Just remember the help isn't free... you have to stick around and help others with what you've learned


----------



## Baraccus (Nov 23, 2008)

Dobbs...you are welcome buddy. ...Well since you're asking I'm sure 2 xp3's would work "better" but I'm sure an XP3 and a HOB will do just fine....Hmmmm oh yeah that's what I have on my 90G  ...Here is another thread that may answer your question on current and aeration.

http://www.cichlid-forum.com/phpBB/view ... ght=nozzle

But the bottom line a Powerhead probably isn't needed. I'm sure some may argue otherwise. I just don't want to make my Tank a whirlpool ;-) ..I have my intakes both on one Side of the tank then I have the Spraybar on the other side along the width of my tank. So it forces water movement across my tank...hope that makes sense :zz: I have it angeled slightly upwards so that there is some movement at the top of the tank for some aeration...Now having said that..I have some powerheads in my box of goodies that are not being used and I have been considering putting one in and placing it towards the bottom to maybe sorta create flow at the bottom of the tank and flow poop and stuff up :-? Just a thought. I saw another thread too that the guys take some foam or filter padding and wrap it around the intake of the powerhead to pick up particles...pretty good Idea. ....Anyways there is a ton of info on the site....It's all the Ideas that guys have all the DIY stuff. Saves $$$ too. ....Latar...BA


----------



## Dobbs92 (Dec 15, 2008)

Yeah got it. I know exactly what you are saying about water movement. I had read some of the articels and posts regarding water movement and I was kind of planning on situating the filter intakes and outtakes pretty much as you did yours. It makes good sense. I'm figuring that "if" I need to add a powerhead it can be done later on. Hey, I'm just trying to know exactly what I'm doing before I go ahead and do it sometime later on this year. You know, measure twice, cut once. Thanks again!!


----------



## alicem (Jul 26, 2007)

Another thought: by using a canister, you can place the tank closer to the wall. 
If money isn't an issue, I would get two cans for extra filtration with flow over a wider area.

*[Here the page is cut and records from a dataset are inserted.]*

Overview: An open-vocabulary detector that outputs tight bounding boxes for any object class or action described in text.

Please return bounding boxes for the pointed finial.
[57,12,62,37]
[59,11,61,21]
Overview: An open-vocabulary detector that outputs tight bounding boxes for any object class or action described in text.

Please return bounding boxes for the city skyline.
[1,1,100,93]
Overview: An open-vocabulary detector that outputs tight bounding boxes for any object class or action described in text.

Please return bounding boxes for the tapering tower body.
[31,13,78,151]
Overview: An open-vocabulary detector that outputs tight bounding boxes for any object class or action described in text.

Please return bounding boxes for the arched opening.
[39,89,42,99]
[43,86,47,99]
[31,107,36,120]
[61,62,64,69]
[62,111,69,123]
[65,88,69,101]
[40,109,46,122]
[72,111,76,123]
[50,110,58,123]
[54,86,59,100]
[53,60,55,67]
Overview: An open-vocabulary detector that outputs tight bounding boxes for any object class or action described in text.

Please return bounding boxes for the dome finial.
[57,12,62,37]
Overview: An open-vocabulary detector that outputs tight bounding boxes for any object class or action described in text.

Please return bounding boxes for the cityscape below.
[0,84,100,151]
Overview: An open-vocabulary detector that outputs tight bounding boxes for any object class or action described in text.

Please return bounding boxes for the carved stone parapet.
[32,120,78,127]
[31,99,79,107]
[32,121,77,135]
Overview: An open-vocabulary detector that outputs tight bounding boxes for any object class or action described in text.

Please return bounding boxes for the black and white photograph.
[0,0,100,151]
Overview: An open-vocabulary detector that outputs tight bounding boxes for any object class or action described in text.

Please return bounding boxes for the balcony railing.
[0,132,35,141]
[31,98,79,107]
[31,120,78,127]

Aim the spray bars up to agitate the surface and I think you'd be fine.

When you do your partial water changes/sand vac, concentrate on the areas that have debris pooled.

If that gets too tedious, you can always add the power head(s).
hth


----------



## Dobbs92 (Dec 15, 2008)

Hello Alicem and thanks! Did you ever start a project and meticulously plan only to find a fatal flaw at the basic level? You found it. I won't get windy but an HOB would project the tank too far from the wall and I never thought of that. It's not a large room to begin with and we need room for our dogs to hang out with us while we're enjoying the tank so that's an issue and inches count but also walking in to the room, you have a few feet before you run into what will be the left side of the tank. I've measured and it should be fine without the extra projection of an HOB. But it would be a bit awkward should it project any further. A woman's common sense. perhaps? Thanks. Sorry that I didn't mention that sooner.


----------



## alicem (Jul 26, 2007)

That was an issue for me while planning the set up for my 46bow, so I thought I'd mention it, in case it pertained to your situation. 
Although it would have been "ok" to use a hob, I preferred the tank to be closer to the wall, saving floor space for the humans in my house. :wink:

If you're interested, I'm using 1 Rena XP3, with the spray bar aimed up, on my 46G bow.
It does a nice job.
If I had your longer/bigger tank, I'd definately use two of them, as I mentioned earlier.
:thumb:


----------



## Dobbs92 (Dec 15, 2008)

Got it! My original thought was 2 XP3s and that's how I'll go. Thanks!


----------



## alicem (Jul 26, 2007)

Keep an open mind and don't stay "set in stone" if you need to rethink things, 
especially since you are in the planning stages and have time.

As you have found out, things are constantly changing in the "fish business" 
with new products and new ways of thinking about things.


----------